Tosca

John Bolton Wood in Tosca

 

Last night with D to “Tosca.”

The production, directed by John Bell with sets by Michael Scott-Mitchell and costumes by Teresa Negroponte, is set in 1943-44 Rome, after the Germans took over.  This is intended to make more immediate to us the political and social situation in a way which might have been analogous to the position of the papal states in the original (when the liberal enemy was Napoleon).  Scarpia is an Italian fascist; he is assisted by Germans – cue a few swastikas.

The first act set is a very handsomely done Sant’Andrea della Valle ( a wider view here).

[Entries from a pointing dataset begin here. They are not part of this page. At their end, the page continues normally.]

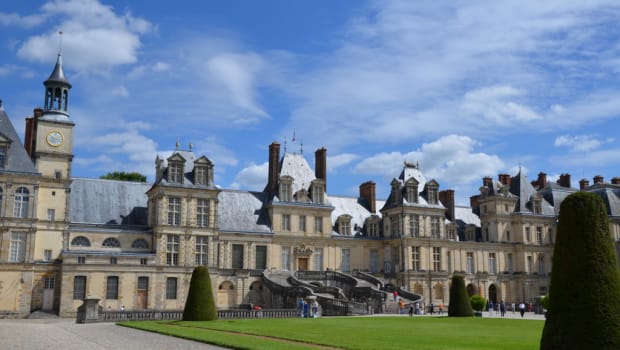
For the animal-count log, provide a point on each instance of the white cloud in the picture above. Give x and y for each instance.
(580, 143)
(91, 31)
(448, 159)
(253, 177)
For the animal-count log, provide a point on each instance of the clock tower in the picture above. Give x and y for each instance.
(49, 133)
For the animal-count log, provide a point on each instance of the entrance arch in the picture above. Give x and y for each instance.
(493, 293)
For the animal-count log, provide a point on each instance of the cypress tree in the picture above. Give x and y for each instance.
(584, 295)
(200, 305)
(459, 301)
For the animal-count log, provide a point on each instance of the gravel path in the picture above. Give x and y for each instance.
(65, 334)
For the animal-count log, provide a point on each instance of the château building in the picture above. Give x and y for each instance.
(63, 239)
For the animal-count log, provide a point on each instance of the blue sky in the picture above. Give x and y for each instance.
(466, 88)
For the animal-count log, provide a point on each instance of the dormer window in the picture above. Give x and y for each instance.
(412, 191)
(285, 189)
(344, 225)
(175, 172)
(318, 192)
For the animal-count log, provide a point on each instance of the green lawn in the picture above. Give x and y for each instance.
(358, 332)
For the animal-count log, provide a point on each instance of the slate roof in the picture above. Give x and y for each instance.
(17, 159)
(242, 211)
(98, 201)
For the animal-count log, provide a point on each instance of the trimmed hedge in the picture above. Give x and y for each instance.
(200, 305)
(459, 301)
(584, 295)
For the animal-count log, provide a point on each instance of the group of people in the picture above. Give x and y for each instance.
(306, 310)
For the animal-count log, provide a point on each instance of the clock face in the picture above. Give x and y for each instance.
(55, 138)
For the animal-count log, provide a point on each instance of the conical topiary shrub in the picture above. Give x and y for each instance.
(584, 295)
(200, 305)
(459, 301)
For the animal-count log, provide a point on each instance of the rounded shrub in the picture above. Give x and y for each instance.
(477, 302)
(200, 305)
(584, 294)
(459, 301)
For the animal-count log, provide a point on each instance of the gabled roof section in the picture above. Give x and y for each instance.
(243, 212)
(296, 166)
(117, 202)
(17, 160)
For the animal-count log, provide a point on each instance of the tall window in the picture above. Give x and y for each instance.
(261, 257)
(318, 259)
(286, 258)
(492, 264)
(286, 222)
(20, 208)
(18, 247)
(435, 229)
(436, 259)
(414, 225)
(171, 288)
(172, 250)
(302, 223)
(202, 213)
(175, 172)
(202, 248)
(469, 266)
(374, 260)
(174, 211)
(346, 260)
(237, 256)
(112, 288)
(318, 224)
(79, 287)
(541, 264)
(415, 258)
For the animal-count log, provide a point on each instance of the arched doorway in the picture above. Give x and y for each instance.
(493, 293)
(226, 295)
(471, 290)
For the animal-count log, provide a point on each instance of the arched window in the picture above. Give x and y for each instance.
(80, 241)
(20, 209)
(140, 244)
(111, 242)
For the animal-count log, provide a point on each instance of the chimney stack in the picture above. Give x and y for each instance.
(274, 167)
(504, 179)
(598, 179)
(320, 165)
(564, 180)
(542, 180)
(487, 181)
(447, 199)
(368, 194)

Apparently it is the size of this set and the need for four trips with the stage machinery at 7 minutes each to remove it which leads to the 35-minute first interval.  That’s John Bolton-Wood as the sacristan with the choir-boys here re-imagined as junior fascisti (love the long grey woollen shorts!).

Scarpia’s rooms are fascist-monumental.  When Tosca sings “Vissi d’arte” it is a soliloquy to us rather than to Scarpia, who walks out to a balcony at the rear.

The third act refigures the shepherd boy as one of a number of Jews awaiting (or so I thought: I have since read they are avoiding) transportation.  This begs the question of the cow-bells (which seemed quieter than usual, perhaps for that reason) but that is par for the course when things are up- or re-dated.  The setting is no longer the top of the Castel Sant’Angelo, but instead some kind of prison courtyard.  That’s fair enough on the redating premise but inevitably is less picturesque than the original.  Teasingly, there is still an elevated walkway at the rear.  It is caged in by barbed wire. How is Tosca going to do her jump? I guess that’s the point: she has nowhere to go – she will even be deprived of the leap.  When the moment comes, as if impelled by a race-memory of all Toscas, she runs up the stairs, but is machine-gunned on the barbed wire.

Christian Badea conducted.  Orchestrally things were pretty good save that the big french horn moment at the beginning of act III seemed a bit timid and the divisi celli were disappointingly scrappy.  The violas have a lot of ominous figures which came out well.

Korean tenor Yonghoon Lee was Caravadossi and (I suppose I should add: Greek soprano) Alexia Voulgaridou was Tosca.  They were good on the strong bits but from where I sat less affecting in the moments I expected to be more melting – maybe I was too close for these. Lee certainly has a fine ringing slightly baritonal voice. His Vittoria! was great.  The roles are due to be taken over later in the run by Cheryl Barker and Diego Torres. That is a pretty good and to my mind potentially a better “second cast” expressively though probably not so big-voiced.  Unfortunately an impending trip out of the country precludes my seeing them.

John Wegner as Scarpia was suffering from  “difficulties.”  He acted his way through these like a trouper.  I can’t say (as Peter McCallum did in his review) that this was just a matter of a cold (McCallum: “winter gremlin”).  If it wasn’t, that must be a matter of concern for Wegner and also for the company, given his impending appearance as Alberich at the end of the year.  So I guess we would all prefer that it was.